{Reference Type}: Case Reports {Title}: An incipient late-onset retinal degeneration with a C1QTNF5 mutation: a case report with an 11-year follow-up. {Author}: Torrell-Belzach N;Miere A;Bhouri R;Srour M;Souied EH;Zambrowski O; {Journal}: Doc Ophthalmol {Volume}: 148 {Issue}: 1 {Year}: 2024 Feb 21 {Factor}: 1.854 {DOI}: 10.1007/s10633-023-09958-3 {Abstract}: OBJECTIVE: The purpose of this study was to describe and diagnose the difficulty in a long-term follow-up (eleven years) patient with a very early presentation of late-onset retinal degeneration (L-ORD) and the significance of electrophysiological examinations and follow-up in assessing undiagnosed inherited retinal diseases.
METHODS: This is an observational case report of a 56-year-old woman, with scattered multiple yellow-white retinal dots firstly diagnosed as fundus albipunctatus. Ten years after presentation, a deterioration in rod and cone responses in ff-ERG was detected, which allowed us to discard the first diagnostic hypothesis and proceed with a genetic testing.

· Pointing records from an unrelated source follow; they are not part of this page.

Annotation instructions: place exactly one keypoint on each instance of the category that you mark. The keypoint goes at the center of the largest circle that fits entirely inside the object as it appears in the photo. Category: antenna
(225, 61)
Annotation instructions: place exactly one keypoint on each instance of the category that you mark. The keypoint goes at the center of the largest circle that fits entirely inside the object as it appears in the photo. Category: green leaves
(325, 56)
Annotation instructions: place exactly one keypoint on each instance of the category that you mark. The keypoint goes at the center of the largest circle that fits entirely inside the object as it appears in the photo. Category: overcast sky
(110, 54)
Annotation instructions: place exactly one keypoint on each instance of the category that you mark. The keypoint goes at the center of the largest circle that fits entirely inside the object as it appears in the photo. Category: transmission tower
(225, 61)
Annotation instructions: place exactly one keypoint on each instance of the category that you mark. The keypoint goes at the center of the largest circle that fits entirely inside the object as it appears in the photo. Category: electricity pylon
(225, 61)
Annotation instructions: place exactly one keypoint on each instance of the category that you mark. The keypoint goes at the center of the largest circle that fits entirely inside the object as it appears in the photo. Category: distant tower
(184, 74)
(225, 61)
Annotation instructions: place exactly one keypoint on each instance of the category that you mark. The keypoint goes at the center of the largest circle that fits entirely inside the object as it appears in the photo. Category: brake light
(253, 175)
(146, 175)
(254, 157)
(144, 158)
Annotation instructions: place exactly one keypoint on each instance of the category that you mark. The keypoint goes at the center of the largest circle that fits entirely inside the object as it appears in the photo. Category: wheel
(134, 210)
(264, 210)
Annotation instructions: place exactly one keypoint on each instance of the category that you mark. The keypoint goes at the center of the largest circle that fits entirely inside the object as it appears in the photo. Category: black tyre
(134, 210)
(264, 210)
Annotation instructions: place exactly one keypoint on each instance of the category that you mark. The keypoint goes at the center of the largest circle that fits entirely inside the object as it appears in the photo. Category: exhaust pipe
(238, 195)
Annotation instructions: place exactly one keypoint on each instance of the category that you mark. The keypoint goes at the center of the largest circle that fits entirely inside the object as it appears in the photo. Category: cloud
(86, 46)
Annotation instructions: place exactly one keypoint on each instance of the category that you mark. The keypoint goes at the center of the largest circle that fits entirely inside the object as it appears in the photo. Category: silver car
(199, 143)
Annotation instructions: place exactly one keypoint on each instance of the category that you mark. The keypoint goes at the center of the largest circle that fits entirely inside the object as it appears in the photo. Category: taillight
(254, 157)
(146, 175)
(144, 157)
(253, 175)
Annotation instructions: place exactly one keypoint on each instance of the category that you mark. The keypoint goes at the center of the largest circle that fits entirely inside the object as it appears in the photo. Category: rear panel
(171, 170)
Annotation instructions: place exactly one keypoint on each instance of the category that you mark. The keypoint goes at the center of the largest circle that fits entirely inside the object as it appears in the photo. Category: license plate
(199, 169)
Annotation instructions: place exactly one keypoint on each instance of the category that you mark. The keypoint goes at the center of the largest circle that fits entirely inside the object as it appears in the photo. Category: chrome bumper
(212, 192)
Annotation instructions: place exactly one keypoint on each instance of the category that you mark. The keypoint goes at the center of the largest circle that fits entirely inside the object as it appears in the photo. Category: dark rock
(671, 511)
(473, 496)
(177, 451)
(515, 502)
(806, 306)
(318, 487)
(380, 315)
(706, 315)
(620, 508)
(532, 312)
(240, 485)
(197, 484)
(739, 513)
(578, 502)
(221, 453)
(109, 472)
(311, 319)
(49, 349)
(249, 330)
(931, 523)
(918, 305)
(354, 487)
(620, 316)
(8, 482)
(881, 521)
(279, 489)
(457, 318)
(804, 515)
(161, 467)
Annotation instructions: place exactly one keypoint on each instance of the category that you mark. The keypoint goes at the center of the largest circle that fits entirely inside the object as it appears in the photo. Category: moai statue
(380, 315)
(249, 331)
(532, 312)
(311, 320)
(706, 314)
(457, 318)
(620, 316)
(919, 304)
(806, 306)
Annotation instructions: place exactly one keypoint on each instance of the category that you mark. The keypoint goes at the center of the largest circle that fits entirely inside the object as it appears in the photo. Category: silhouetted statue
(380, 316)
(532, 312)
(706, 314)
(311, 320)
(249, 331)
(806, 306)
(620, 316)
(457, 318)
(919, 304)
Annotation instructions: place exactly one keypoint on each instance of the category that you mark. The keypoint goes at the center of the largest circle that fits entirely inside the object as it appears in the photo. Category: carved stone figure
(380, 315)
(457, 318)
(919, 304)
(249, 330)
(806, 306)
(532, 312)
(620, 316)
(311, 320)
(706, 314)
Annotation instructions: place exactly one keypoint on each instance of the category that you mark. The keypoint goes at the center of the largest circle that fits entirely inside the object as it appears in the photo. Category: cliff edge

RESULTS: Ten years after presentation, she presented a clear progression of the abnormal photoreceptor response with a cone and rod involvement in ff-ERG, which was not compatible with the previous suspicion of fundus albipunctatus. Six months later, genetic testing results together with the typical progression of atrophic patchy lesions in multimodal imaging allowed a certain diagnosis of L-ORD, caused by an already reported pathogenic variant in the C1QTNF5 gene (c.563C > T; p. Pro188 Leu).
CONCLUSIONS: We demonstrate the importance of the ff-ERG examination and the follow-up (or ERG and imaging repetition) in the differential diagnosis of an incipient L-ORD, which can be easily misdiagnosed in the early stages, before the appearance of the characteristic chorioretinal atrophy seen with the progression of this rare disease.